The purpose was to get our students and parents thinking about opportunities that are available to them. We are exploring the possibility of continuing the outreach over the summer as well with a coding camp backed up to our summer free lunch program. While the community was not directly involved, in many ways, the support from the parents will help spread the word in the community. Everyone had a tremendous amount of fun during the evening.
The real thing I learned was in the conversations with my superintendent during and afterwards. Over the past three weeks, our school district had done a tremendous amount of reach out to parents, hosting a literacy night, an early college night, and our Family Code Night. While each had various levels of attendance, they were all attended. Every journey needs to have a starting point. Each meeting had more than enough people to start something great.
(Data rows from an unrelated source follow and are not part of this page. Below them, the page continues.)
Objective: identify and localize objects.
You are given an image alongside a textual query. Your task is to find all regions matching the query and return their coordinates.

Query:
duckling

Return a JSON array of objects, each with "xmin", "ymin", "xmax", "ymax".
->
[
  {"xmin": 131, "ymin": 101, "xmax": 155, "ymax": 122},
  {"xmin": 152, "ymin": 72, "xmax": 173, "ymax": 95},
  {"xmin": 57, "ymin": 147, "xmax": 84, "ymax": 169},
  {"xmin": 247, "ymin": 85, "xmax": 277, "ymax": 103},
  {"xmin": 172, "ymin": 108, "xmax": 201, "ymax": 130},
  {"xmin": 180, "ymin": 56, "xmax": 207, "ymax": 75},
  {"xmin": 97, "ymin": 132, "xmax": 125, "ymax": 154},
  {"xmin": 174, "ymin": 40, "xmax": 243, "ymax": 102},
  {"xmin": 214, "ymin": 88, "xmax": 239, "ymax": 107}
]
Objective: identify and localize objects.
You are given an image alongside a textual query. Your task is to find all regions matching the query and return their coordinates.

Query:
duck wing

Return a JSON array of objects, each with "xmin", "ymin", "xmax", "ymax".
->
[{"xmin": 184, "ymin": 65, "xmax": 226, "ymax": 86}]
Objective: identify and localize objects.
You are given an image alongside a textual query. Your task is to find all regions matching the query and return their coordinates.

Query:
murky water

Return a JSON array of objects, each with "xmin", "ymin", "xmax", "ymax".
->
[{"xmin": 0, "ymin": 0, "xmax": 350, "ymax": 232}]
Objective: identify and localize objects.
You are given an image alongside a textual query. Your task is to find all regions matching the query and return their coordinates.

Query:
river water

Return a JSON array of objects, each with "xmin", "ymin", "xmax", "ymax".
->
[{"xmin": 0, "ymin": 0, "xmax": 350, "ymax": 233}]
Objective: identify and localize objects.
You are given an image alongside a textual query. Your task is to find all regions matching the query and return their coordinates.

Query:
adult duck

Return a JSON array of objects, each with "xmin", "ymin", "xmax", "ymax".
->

While we may not be at standing room only levels of crowds, we are in the process of building more trust with the community. It is a part of our revamped mission statement and strategic plan as a district. Over the course of the years, there has seemingly been a disconnect between the schools, the parents, and the community.
Regardless of the numbers, parents and community members in the building are essential. Simply beginning the outreach is a fantastic start. As time progresses, we will strive to get more stakeholders in the door, but we are beginning to reach out more and more. One thing that we are going to be planning in the coming months is a forum on the deployment of our Chromebooks. It is important that we continue to engage the community and strive for the best relations that we can have. We have to get the community into the buildings more to build a trusting partnership and ensure future successes for all our students. As I think about this from more of a leadership position, it would be my goal to highlight one program a month to continue to build the relationship with our families, community members, and other various stakeholders.